Similarly, as the book proceeds to defining $k$-planes, it says

An inclusion of vector spaces $W\cong K^{k+1}\to V\cong K^{n+1}$ induces a map $\mathbb{P}W\to \mathbb{P}V$; the image $\Lambda$ of such a map is called a linear subspace of dimension $k$, or $k$-plane, in $\mathbb{P}V$. In case $k=n-1$, we call $\Lambda$ a hyperplane.

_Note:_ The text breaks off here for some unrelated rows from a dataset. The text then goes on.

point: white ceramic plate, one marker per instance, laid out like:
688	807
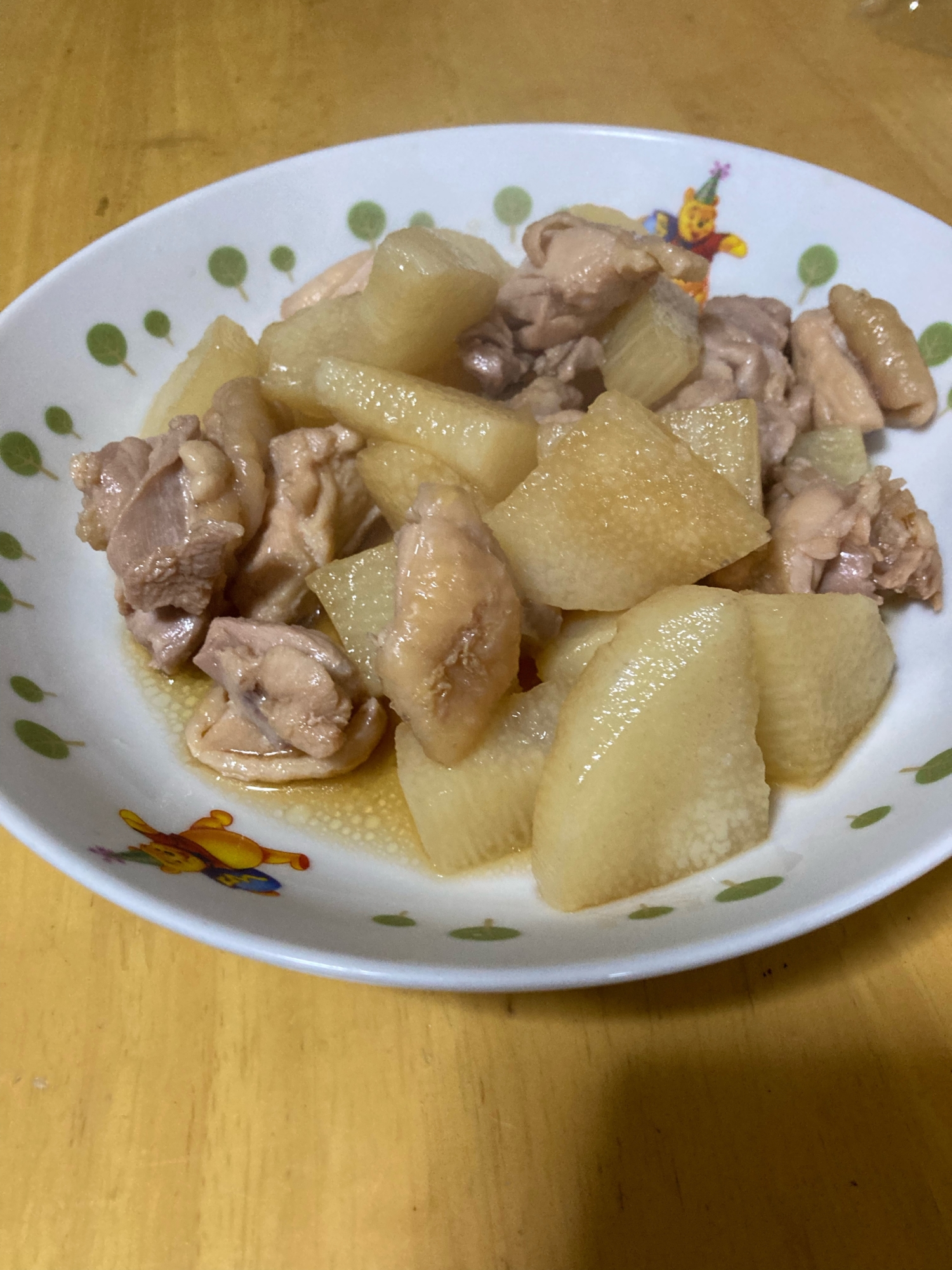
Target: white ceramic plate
68	678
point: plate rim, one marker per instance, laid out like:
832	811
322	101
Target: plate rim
425	975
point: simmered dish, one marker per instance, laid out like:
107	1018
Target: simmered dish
615	563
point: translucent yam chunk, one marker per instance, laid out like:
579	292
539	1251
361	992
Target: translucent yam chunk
491	446
727	436
394	473
654	772
480	808
620	510
426	288
653	345
571	652
359	595
836	453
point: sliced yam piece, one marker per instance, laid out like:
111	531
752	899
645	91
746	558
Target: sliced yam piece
837	453
727	436
823	667
577	643
491	446
889	354
482	808
225	352
394	473
653	345
619	510
426	288
359	596
654	772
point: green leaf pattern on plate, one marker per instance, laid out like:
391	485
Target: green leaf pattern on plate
229	269
367	222
43	741
22	455
868	819
158	324
11	548
747	890
107	345
27	689
512	206
939	768
487	933
816	267
284	260
936	344
60	422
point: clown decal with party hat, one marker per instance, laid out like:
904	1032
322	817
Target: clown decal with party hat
694	228
208	848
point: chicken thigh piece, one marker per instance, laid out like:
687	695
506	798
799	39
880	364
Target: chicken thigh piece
319	510
889	355
289	694
842	397
454	647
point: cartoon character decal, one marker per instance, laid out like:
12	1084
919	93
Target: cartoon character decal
210	848
694	228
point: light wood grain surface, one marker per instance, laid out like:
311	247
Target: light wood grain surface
171	1108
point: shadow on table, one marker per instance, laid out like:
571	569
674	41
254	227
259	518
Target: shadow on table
790	1109
710	1164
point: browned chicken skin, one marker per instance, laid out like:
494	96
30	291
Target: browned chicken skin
576	275
454	647
841	394
289	704
319	510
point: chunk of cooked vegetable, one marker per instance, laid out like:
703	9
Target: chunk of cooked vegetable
453	650
836	453
654	345
394	473
480	808
889	355
426	288
654	772
491	446
620	510
225	352
823	667
359	594
577	643
727	436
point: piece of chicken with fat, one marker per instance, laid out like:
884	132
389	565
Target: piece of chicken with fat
319	510
290	694
454	647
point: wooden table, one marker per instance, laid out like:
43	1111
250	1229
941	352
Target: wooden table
171	1108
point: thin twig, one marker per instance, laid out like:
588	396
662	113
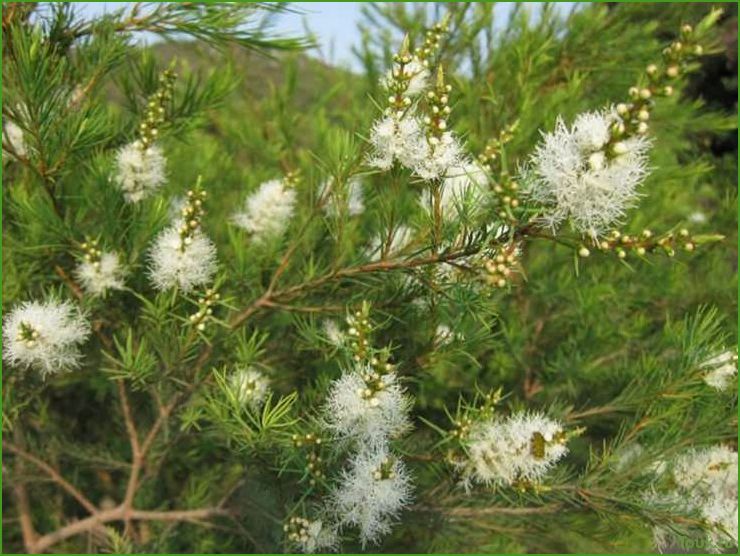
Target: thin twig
53	474
120	514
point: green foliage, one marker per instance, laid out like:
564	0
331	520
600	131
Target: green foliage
152	419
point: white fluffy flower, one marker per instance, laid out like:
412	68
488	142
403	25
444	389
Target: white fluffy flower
185	266
707	481
140	172
349	200
309	536
434	158
383	246
574	178
415	72
395	139
465	185
721	370
250	387
44	335
98	277
13	136
372	492
267	212
367	411
521	446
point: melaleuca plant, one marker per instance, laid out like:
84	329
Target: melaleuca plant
452	308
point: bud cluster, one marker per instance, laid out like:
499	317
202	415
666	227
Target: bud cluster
292	178
500	267
28	335
359	331
644	243
92	252
313	459
374	377
656	82
205	309
432	41
507	193
385	470
155	112
297	529
490	158
438	108
191	214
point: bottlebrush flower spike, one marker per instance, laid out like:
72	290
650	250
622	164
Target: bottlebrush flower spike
45	336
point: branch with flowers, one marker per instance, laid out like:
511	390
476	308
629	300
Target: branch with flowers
203	327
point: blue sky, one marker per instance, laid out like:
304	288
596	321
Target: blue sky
334	23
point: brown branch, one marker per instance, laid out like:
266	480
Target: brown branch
121	514
53	474
24	516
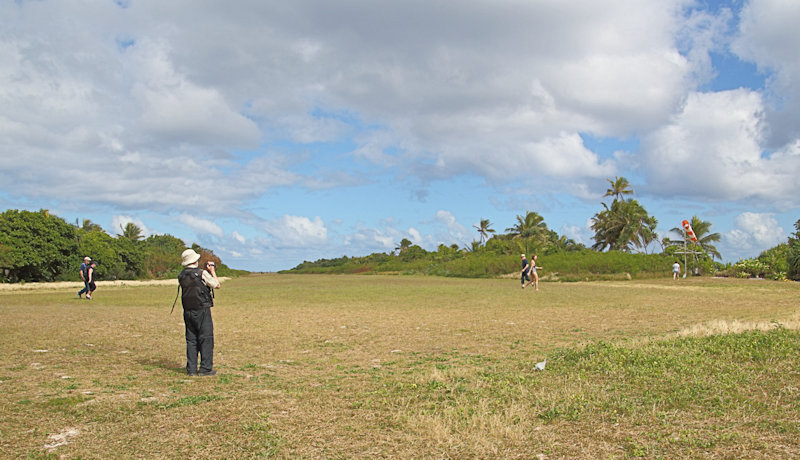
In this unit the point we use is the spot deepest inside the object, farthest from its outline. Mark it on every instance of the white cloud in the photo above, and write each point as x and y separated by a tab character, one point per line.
202	226
448	219
753	233
712	150
762	228
238	237
416	236
297	231
768	37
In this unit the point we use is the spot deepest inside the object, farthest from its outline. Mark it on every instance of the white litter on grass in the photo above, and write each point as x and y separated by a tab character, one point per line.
61	439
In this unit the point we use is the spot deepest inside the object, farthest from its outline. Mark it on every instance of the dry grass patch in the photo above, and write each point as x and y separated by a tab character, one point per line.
407	367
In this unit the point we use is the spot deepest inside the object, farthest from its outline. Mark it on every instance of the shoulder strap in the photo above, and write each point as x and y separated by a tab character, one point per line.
176	298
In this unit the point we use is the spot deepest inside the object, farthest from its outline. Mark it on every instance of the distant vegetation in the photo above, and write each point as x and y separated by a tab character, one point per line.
38	246
625	245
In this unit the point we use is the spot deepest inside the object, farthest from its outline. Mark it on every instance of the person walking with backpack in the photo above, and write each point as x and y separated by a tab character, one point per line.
84	271
90	277
197	298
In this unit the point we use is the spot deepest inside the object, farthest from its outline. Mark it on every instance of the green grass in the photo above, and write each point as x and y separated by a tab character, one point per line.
408	367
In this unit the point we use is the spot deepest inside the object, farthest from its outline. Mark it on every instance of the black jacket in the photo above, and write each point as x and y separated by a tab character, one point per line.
196	295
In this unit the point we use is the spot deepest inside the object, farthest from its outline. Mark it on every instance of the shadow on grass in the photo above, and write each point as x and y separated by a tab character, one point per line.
163	363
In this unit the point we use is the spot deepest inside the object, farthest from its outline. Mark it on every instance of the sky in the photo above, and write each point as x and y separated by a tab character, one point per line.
277	132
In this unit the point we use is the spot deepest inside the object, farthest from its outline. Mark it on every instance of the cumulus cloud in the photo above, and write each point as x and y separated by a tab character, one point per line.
767	37
753	233
297	231
763	229
200	225
712	150
238	237
312	97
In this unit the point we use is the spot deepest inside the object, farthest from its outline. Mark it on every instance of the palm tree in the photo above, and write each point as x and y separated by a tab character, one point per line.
131	231
90	226
531	226
619	186
701	230
484	229
623	226
405	243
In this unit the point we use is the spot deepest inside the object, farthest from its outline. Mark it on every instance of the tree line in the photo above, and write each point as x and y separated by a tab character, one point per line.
38	246
622	227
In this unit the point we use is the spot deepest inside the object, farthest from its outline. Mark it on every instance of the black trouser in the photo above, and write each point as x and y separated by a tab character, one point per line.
199	339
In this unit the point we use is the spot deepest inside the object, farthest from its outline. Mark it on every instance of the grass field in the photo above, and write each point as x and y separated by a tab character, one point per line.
407	367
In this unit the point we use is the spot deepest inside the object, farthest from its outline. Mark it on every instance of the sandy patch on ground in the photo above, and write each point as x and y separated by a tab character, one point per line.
79	284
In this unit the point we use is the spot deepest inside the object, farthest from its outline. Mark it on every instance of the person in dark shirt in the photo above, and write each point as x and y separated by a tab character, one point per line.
524	274
197	297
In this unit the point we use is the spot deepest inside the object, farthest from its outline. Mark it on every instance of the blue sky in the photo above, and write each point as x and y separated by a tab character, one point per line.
278	132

In case $k=1$ we all $\Lambda$ a line.

Intuitively, as points in $\mathbb{P}^n$ are lines through origin in $K^{n+1}$, is it safe to imagine a line in $\mathbb{P}^n$ as a two-dimensional plane through origin in $K^{n+1}$? And in general how do we handle with hyperplanes? For instance in Theorem 1.4 of the book, one of the sentence states

if $\Gamma=\Gamma_1\cup\Gamma_2$ is any decomposition of $\Gamma$ (a collection of $2n$ points in general position) into sets of cardinality $n$, then each $\Gamma_i$ will span a hyperplane $\Lambda_i\subset \mathbb{P}^n$.

Why is the last sentence true?

Sorry if this question seems a little bit vague. Thanks for any help.